This page covers the first (efficacy) trial of Nuffield Early Language Intervention, which tested whether it could work in schools under best possible conditions. To read about the second (effectiveness) trial – testing a scalable model under everyday conditions in a large number of schools – click here.
The Nuffield Early Language Intervention (NELI) is designed to improve listening, narrative and vocabulary skills. Three to five weekly sessions are delivered to small groups of children with relatively poor spoken language skills. The 30-week programme starts in the final term of nursery and continues in reception year. The 20-week programme is delivered in reception only
The attainment gap between disadvantaged children and their more affluent peers opens early and continues throughout schooling. There is a wealth of evidence to show that early intervention has great potential to narrow the gap, but few nursery and reception year programmes have been rigorously tested for impact.
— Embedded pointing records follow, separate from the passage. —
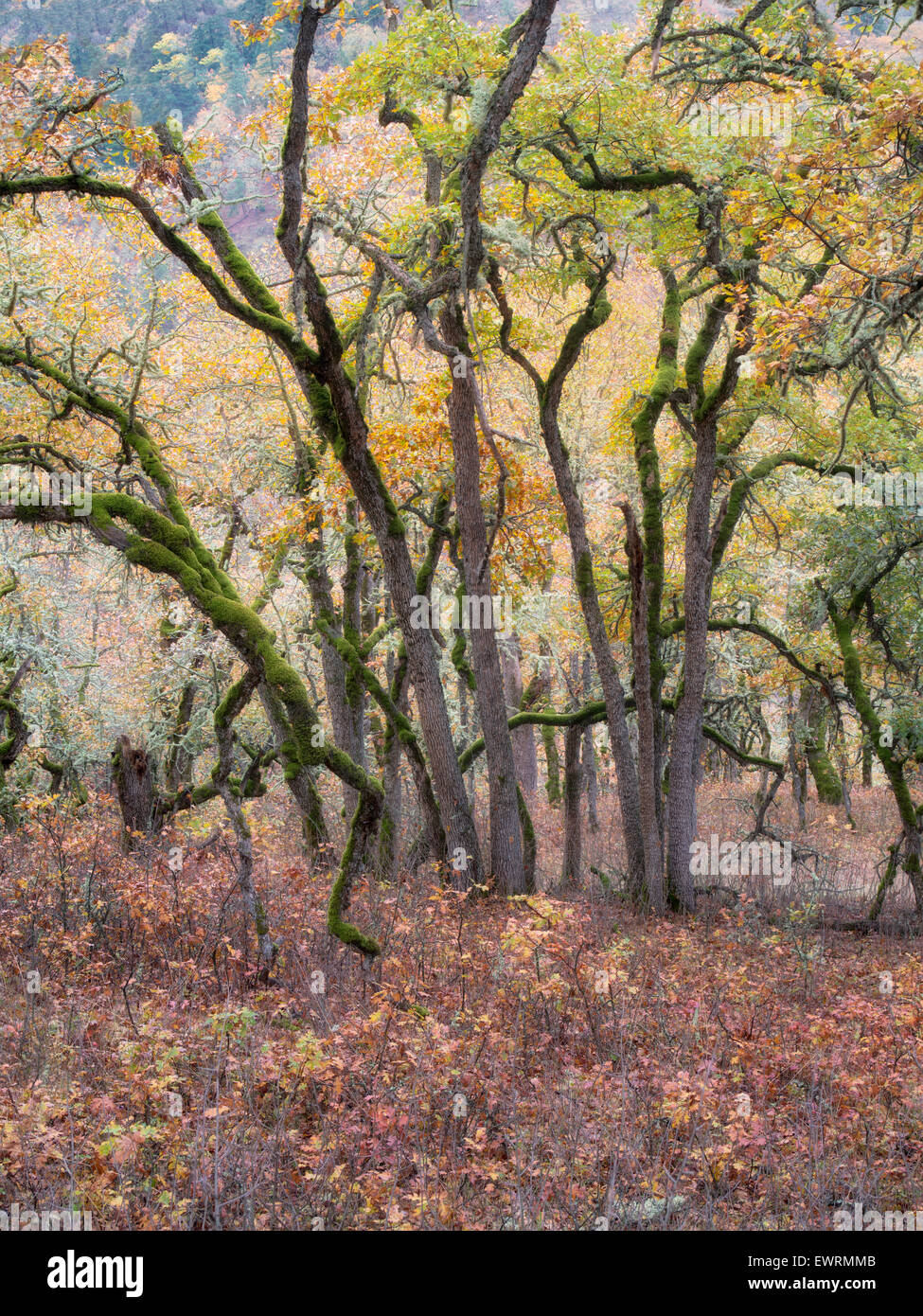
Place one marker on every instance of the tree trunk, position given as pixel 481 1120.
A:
pixel 506 843
pixel 523 738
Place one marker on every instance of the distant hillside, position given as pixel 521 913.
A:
pixel 171 51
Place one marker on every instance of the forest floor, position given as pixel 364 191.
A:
pixel 552 1062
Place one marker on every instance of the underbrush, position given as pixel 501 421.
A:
pixel 541 1062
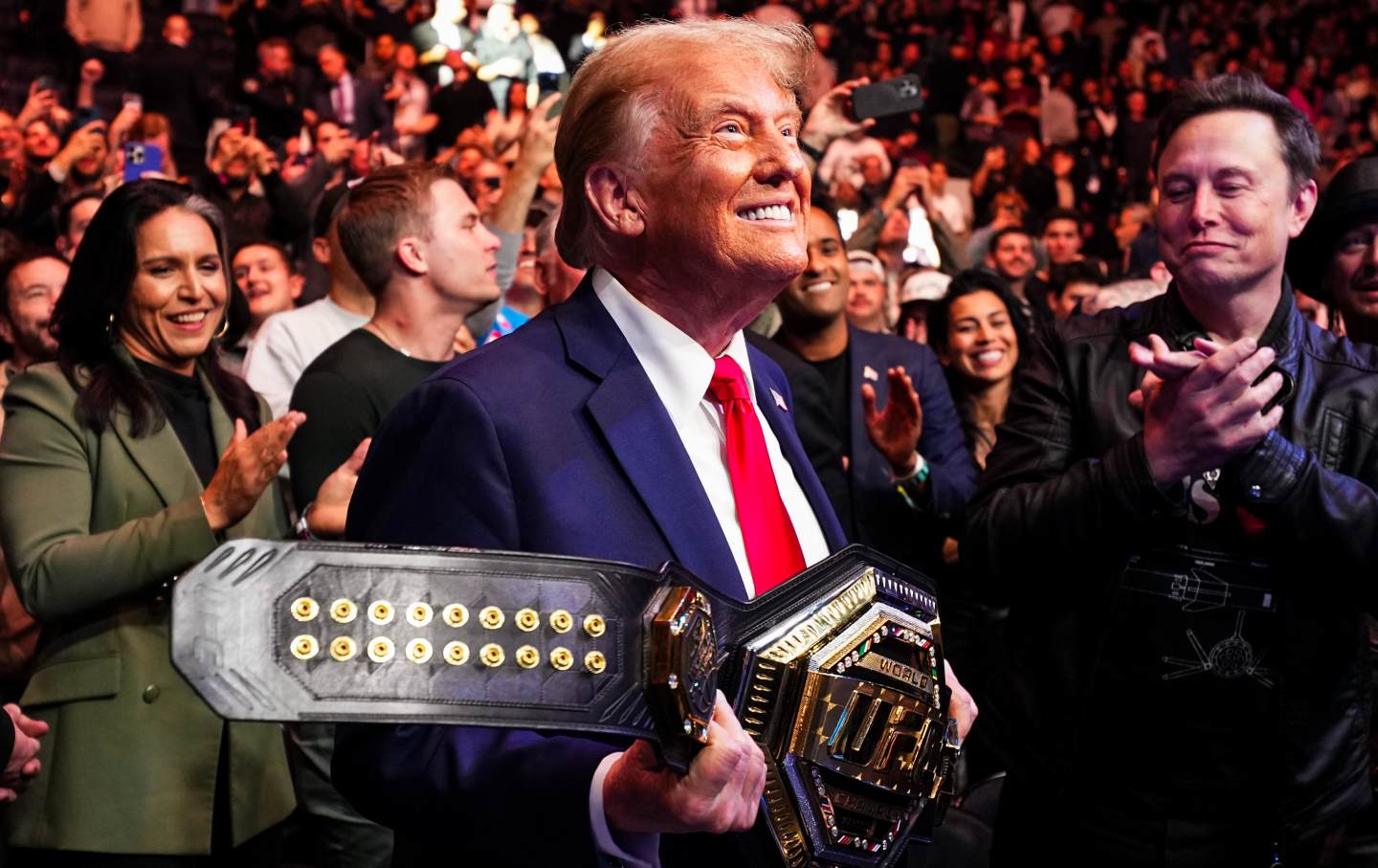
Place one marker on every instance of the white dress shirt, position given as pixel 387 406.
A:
pixel 679 370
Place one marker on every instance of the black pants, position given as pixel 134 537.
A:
pixel 263 851
pixel 1077 830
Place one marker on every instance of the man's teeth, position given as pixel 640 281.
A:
pixel 767 212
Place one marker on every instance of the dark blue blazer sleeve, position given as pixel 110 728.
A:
pixel 952 477
pixel 435 476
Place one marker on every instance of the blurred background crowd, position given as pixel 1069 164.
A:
pixel 1021 191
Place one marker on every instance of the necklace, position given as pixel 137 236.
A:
pixel 373 325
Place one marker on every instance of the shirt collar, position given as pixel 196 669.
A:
pixel 677 367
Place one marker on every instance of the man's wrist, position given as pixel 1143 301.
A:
pixel 908 467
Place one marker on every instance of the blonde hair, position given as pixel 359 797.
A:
pixel 617 100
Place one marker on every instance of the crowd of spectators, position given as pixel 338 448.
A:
pixel 1021 191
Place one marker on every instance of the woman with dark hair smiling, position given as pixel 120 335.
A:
pixel 979 334
pixel 122 464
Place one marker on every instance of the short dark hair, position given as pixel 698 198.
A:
pixel 390 203
pixel 1080 272
pixel 1061 213
pixel 1245 93
pixel 315 130
pixel 69 206
pixel 1001 234
pixel 276 245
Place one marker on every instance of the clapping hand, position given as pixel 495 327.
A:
pixel 896 430
pixel 325 516
pixel 24 757
pixel 247 469
pixel 1203 407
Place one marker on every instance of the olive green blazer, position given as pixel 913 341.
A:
pixel 93 528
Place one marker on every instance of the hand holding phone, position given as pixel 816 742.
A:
pixel 890 97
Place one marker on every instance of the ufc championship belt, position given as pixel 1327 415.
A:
pixel 836 673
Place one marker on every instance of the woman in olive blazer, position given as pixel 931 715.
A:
pixel 100 507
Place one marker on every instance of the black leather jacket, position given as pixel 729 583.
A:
pixel 1067 492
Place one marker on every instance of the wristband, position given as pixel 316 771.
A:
pixel 303 528
pixel 914 485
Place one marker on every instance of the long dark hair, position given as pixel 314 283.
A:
pixel 98 285
pixel 940 324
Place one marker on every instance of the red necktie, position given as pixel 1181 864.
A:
pixel 772 548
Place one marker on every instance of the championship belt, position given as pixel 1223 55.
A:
pixel 835 673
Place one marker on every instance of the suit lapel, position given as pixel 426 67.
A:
pixel 767 389
pixel 644 441
pixel 160 457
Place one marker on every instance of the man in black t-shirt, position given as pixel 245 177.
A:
pixel 415 240
pixel 418 245
pixel 905 456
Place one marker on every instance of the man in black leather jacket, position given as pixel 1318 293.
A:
pixel 1181 510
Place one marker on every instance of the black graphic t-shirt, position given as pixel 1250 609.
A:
pixel 1186 692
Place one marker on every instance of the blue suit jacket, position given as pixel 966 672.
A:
pixel 880 517
pixel 550 439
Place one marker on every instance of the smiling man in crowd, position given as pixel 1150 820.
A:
pixel 268 278
pixel 911 447
pixel 1200 467
pixel 600 429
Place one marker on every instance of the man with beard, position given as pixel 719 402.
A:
pixel 907 456
pixel 31 284
pixel 1011 256
pixel 237 162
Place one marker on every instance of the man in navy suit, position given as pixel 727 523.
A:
pixel 600 429
pixel 904 464
pixel 354 102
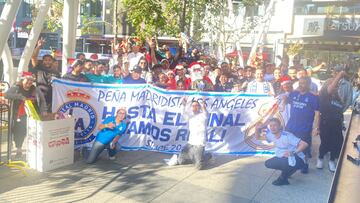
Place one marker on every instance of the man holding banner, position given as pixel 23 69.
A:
pixel 110 131
pixel 194 150
pixel 288 151
pixel 304 118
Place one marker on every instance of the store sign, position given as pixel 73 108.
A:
pixel 344 25
pixel 313 26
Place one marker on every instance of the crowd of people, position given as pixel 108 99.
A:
pixel 315 108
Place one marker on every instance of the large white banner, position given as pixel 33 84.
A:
pixel 155 116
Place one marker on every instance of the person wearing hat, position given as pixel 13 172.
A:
pixel 335 98
pixel 116 77
pixel 180 73
pixel 110 131
pixel 171 82
pixel 43 73
pixel 76 73
pixel 97 76
pixel 145 74
pixel 21 91
pixel 135 76
pixel 134 56
pixel 304 115
pixel 276 82
pixel 301 72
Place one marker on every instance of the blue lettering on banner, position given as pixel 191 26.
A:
pixel 82 134
pixel 155 99
pixel 152 146
pixel 213 135
pixel 110 96
pixel 162 134
pixel 173 119
pixel 232 104
pixel 147 112
pixel 183 134
pixel 220 120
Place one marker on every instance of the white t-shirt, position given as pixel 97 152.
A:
pixel 286 142
pixel 260 87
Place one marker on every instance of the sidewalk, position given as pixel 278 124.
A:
pixel 140 176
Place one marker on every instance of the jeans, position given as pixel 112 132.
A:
pixel 194 154
pixel 283 165
pixel 331 138
pixel 96 150
pixel 19 131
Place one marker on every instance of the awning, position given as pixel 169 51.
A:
pixel 316 39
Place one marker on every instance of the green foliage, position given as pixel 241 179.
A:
pixel 54 18
pixel 89 26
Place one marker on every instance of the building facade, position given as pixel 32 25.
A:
pixel 329 31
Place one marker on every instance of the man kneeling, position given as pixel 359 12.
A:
pixel 288 150
pixel 194 150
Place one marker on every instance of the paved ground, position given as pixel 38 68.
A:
pixel 140 176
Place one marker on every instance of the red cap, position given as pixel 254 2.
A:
pixel 94 57
pixel 285 79
pixel 27 75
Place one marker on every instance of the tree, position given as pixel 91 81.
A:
pixel 193 17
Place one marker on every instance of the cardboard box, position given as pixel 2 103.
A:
pixel 50 144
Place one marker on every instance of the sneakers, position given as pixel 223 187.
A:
pixel 173 160
pixel 332 166
pixel 280 181
pixel 320 163
pixel 305 169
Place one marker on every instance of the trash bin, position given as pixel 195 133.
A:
pixel 50 144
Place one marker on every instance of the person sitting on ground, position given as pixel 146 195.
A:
pixel 76 73
pixel 110 131
pixel 194 150
pixel 24 90
pixel 134 77
pixel 288 150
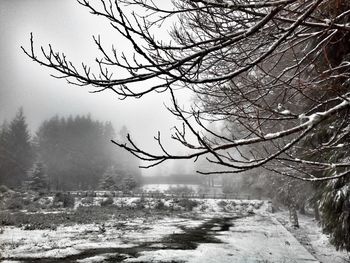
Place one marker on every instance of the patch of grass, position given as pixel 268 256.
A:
pixel 82 215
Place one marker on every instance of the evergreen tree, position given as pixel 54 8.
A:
pixel 107 181
pixel 38 180
pixel 16 151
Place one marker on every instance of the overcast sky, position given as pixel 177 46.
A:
pixel 68 27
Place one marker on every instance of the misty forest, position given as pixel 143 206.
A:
pixel 254 165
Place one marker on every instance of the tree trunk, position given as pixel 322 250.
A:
pixel 293 215
pixel 317 212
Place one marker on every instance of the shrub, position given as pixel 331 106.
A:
pixel 107 201
pixel 14 203
pixel 87 200
pixel 159 205
pixel 188 204
pixel 67 200
pixel 4 189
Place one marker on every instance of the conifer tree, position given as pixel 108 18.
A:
pixel 38 178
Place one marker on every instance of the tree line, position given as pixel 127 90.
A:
pixel 64 154
pixel 274 75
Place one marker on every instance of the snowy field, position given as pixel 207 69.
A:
pixel 215 231
pixel 166 187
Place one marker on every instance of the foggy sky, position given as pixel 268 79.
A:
pixel 69 28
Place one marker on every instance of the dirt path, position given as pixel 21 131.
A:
pixel 218 239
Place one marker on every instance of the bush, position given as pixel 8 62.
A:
pixel 159 205
pixel 107 201
pixel 4 189
pixel 188 204
pixel 66 200
pixel 87 200
pixel 14 203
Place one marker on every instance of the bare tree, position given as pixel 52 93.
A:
pixel 273 71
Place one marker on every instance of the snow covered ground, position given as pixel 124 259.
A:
pixel 310 235
pixel 212 233
pixel 165 187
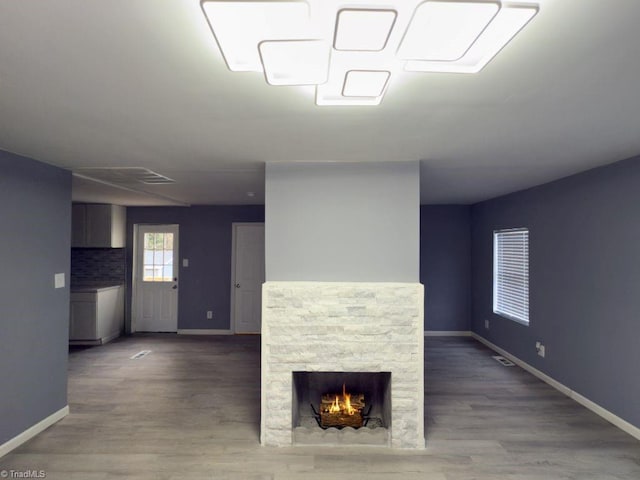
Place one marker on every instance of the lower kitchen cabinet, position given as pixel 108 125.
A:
pixel 96 315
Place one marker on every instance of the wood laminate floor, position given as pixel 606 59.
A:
pixel 190 410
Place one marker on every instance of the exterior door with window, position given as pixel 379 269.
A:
pixel 155 300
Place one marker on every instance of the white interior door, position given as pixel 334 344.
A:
pixel 155 300
pixel 247 276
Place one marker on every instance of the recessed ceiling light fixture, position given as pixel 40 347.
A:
pixel 352 51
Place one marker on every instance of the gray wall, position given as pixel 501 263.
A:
pixel 35 207
pixel 445 266
pixel 205 239
pixel 584 282
pixel 342 222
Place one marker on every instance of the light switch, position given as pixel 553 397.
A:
pixel 58 280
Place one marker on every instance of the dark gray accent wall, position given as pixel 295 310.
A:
pixel 205 239
pixel 35 208
pixel 350 222
pixel 445 266
pixel 584 282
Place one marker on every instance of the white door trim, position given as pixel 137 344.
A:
pixel 134 276
pixel 234 229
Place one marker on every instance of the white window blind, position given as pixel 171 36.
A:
pixel 511 274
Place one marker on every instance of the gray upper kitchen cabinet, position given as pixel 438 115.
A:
pixel 96 225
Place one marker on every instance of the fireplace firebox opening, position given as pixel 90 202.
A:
pixel 335 400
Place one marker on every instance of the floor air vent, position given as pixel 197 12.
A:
pixel 503 361
pixel 141 354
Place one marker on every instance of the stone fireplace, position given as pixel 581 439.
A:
pixel 343 330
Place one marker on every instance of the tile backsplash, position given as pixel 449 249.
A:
pixel 90 265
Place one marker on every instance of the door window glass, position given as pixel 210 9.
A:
pixel 158 257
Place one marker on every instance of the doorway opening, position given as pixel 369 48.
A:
pixel 155 279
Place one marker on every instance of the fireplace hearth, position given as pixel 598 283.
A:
pixel 342 399
pixel 319 336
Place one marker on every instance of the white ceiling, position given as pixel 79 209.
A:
pixel 87 83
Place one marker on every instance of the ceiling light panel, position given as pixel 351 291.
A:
pixel 444 30
pixel 506 24
pixel 295 62
pixel 365 83
pixel 240 26
pixel 363 29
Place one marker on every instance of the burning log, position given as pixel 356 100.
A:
pixel 341 410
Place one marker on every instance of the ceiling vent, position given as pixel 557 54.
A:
pixel 124 175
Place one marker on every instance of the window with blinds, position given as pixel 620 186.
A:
pixel 511 274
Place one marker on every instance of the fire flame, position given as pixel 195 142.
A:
pixel 342 405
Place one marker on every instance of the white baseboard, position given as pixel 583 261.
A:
pixel 32 431
pixel 585 402
pixel 447 333
pixel 196 331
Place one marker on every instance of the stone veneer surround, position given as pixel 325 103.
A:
pixel 348 327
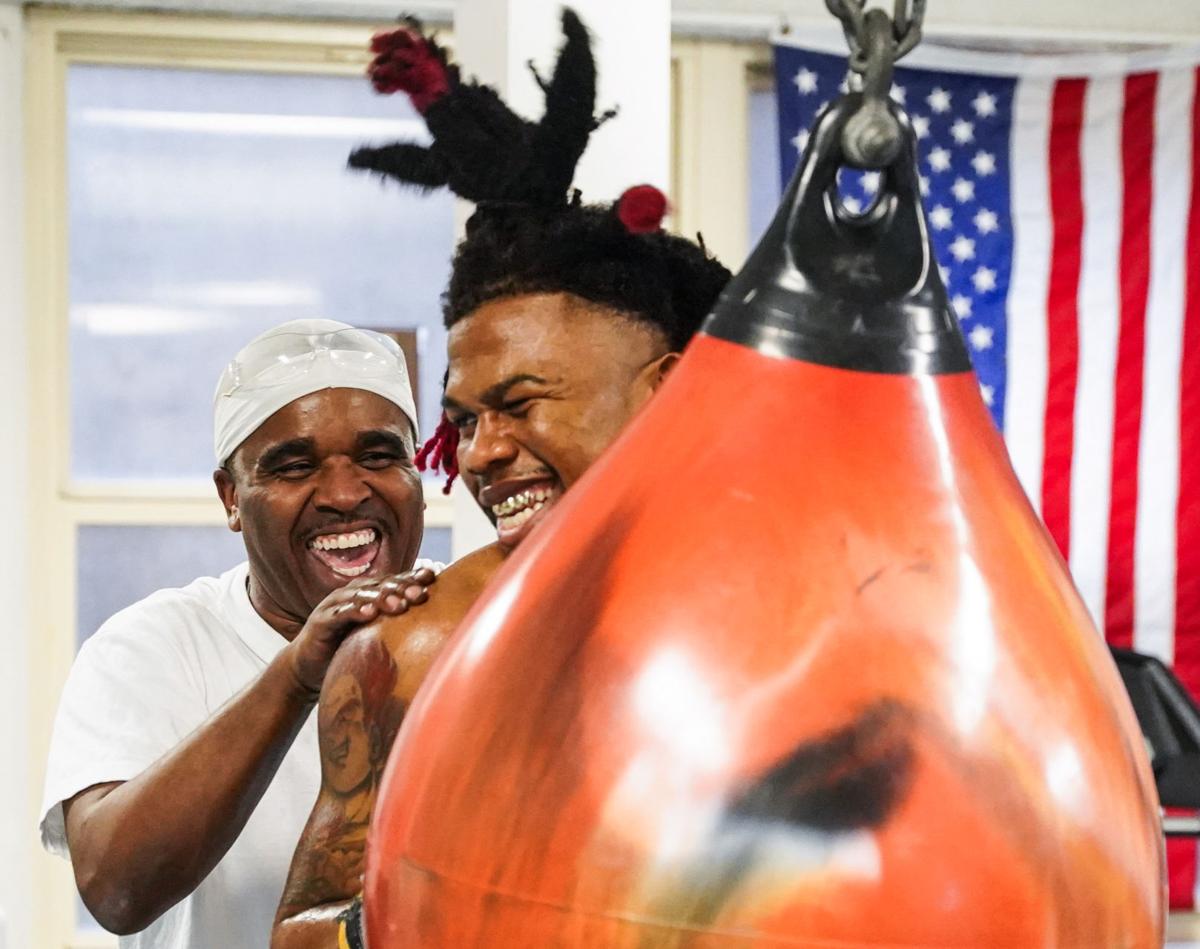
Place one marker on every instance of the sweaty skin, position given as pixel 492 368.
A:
pixel 539 386
pixel 369 688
This is why the EEF funded the Nuffield Early Language Intervention.
Children receiving the 30-week version (beginning in Nursery, and continuing in early Reception) made about four months of additional progress in language skills compared to children receiving standard provision. The impact of the 20-week version (delivered solely in Reception) was smaller. These impacts on language skills were still seen 6 months after the intervention
On average, children with better language skills also have better literacy skills, so it might be expected that by improving language skills we can also improve literacy. However, this evaluation provided no reliable evidence that the programme had a positive impact on children’s word-level literacy skills in the short term
The EEF is funding a further trial of NELI to find out if the results can be replicated when the programme is delivered to a larger number of schools. This will also allow follow up of longer term outcomes.
Staff in participating schools reported that the programme had a positive impact on children’s language skills and confidence. They thought that the factors which contributed to this included the small-group format, the activities covered, and the focus on narrative and vocabulary work.